High-power laser and foam ball show how blast waves from supernova remnant might trigger star formation in a molecular cloud.
Molecular clouds are collections of gas and dust in space. When left alone, the clouds remain in their state of peaceful equilibrium.
But when triggered by some external agent, like supernova remnants, shockwaves can propagate through the gas and dust to create pockets of dense material. At a certain limit, that dense gas and dust collapses and begins to form new stars.
Astronomical observations lack the spatial resolution required to observe these processes, and numerical simulations are incapable of handling the complexities of the interaction between clouds and supernova remnants. As a result, the triggering and formation of new stars in this manner remains mostly shrouded in mystery.
In the journal Matter and Radiation at Extremes, by AIP Publishing in partnership with China Academy of Engineering Physics, researchers from the Polytechnic Institute of Paris, the Free University of Berlin, the Joint Institute for High Temperatures of the Russian Academy of Sciences, the Moscow Engineering Physics Institute, the French Alternative Energies and Atomic Energy Commission, the University of Oxford, and Osaka University modeled the interaction between supernova remnants and molecular clouds using a high-power laser and a foam ball.

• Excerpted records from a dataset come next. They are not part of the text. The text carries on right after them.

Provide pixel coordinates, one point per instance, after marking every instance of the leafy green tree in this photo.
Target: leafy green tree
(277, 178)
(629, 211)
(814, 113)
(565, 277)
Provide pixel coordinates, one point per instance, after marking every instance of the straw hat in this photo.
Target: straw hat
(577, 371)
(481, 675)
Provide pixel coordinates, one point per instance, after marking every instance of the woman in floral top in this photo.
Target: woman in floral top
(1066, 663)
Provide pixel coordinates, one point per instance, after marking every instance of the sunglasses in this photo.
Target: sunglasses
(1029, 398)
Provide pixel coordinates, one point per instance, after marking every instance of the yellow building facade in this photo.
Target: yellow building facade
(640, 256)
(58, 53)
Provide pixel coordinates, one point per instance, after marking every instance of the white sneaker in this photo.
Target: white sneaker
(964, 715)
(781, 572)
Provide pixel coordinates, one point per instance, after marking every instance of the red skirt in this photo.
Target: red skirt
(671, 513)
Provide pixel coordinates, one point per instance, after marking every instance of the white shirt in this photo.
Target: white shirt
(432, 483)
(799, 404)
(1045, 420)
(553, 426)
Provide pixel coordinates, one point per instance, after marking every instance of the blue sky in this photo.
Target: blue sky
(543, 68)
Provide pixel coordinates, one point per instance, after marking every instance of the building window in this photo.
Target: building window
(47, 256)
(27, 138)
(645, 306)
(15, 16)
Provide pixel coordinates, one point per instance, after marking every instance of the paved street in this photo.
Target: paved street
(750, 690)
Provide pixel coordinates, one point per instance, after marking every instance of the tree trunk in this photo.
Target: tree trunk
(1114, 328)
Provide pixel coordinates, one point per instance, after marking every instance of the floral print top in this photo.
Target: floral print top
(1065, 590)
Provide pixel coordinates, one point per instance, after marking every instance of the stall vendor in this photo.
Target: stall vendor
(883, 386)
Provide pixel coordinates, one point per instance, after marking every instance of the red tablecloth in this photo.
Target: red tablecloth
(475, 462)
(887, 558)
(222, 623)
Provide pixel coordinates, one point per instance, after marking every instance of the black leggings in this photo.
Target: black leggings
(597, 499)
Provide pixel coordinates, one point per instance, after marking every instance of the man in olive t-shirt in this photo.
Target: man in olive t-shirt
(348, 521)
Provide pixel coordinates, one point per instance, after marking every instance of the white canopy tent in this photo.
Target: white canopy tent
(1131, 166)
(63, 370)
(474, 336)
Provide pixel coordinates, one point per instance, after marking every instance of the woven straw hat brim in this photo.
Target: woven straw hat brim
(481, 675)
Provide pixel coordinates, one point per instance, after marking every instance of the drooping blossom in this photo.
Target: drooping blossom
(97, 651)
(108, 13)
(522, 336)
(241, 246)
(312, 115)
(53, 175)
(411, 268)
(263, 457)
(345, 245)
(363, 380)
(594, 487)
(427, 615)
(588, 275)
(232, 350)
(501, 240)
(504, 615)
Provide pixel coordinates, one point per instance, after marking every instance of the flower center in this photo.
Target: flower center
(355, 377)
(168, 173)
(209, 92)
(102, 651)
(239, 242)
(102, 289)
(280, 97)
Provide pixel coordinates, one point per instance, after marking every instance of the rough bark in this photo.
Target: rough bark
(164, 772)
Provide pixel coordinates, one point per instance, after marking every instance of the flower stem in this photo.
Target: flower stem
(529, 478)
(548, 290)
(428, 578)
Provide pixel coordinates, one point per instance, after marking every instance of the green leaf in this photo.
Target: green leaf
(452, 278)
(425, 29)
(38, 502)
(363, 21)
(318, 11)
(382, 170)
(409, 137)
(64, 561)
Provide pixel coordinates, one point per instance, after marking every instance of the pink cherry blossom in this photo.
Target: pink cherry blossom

The foam ball represents a dense area within a molecular cloud. The high-power laser creates a blast wave that propagates through a surrounding chamber of gas and into the ball, where the team observed the compression using X-ray images.
“We are really looking at the beginning of the interaction,” said author Bruno Albertazzi. “In this way, you can see if the average density of the foam increases and if you will begin to form stars more easily.”
The mechanisms for triggering star formation are interesting on a number of scales. They can impact the star formation rate and evolution of a galaxy, help explain the formation of the most massive stars, and have consequences in our own solar system.
“Our primitive molecular cloud, where the sun was formed, was probably triggered by supernova remnants,” said author Albertazzi. “This experiment opens a new and promising path for laboratory astrophysics to understand all these major points.”
While some of the foam compressed, some of it also stretched out. This changed the average density of the material, so in the future, the authors will need to account for the stretched mass to truly measure the compressed material and the shockwave’s impact on star formation. They plan to explore the influence of radiation, magnetic field, and turbulence.
“This first paper was really to demonstrate the possibilities of this new platform opening a new topic that could be investigated using high-power lasers,” said Albertazzi.
Reference: “Triggering star formation: Experimental compression of a foam ball induced by Taylor–Sedov blast waves” by B. Albertazzi, P. Mabey, Th. Michel, G. Rigon, J. R. Marquès, S. Pikuz, S. Ryazantsev, E. Falize, L. Van Box Som, J. Meinecke, N. Ozaki, G. Gregori and M. Koenig, 12 April 2022, Matter and Radiation at Extremes.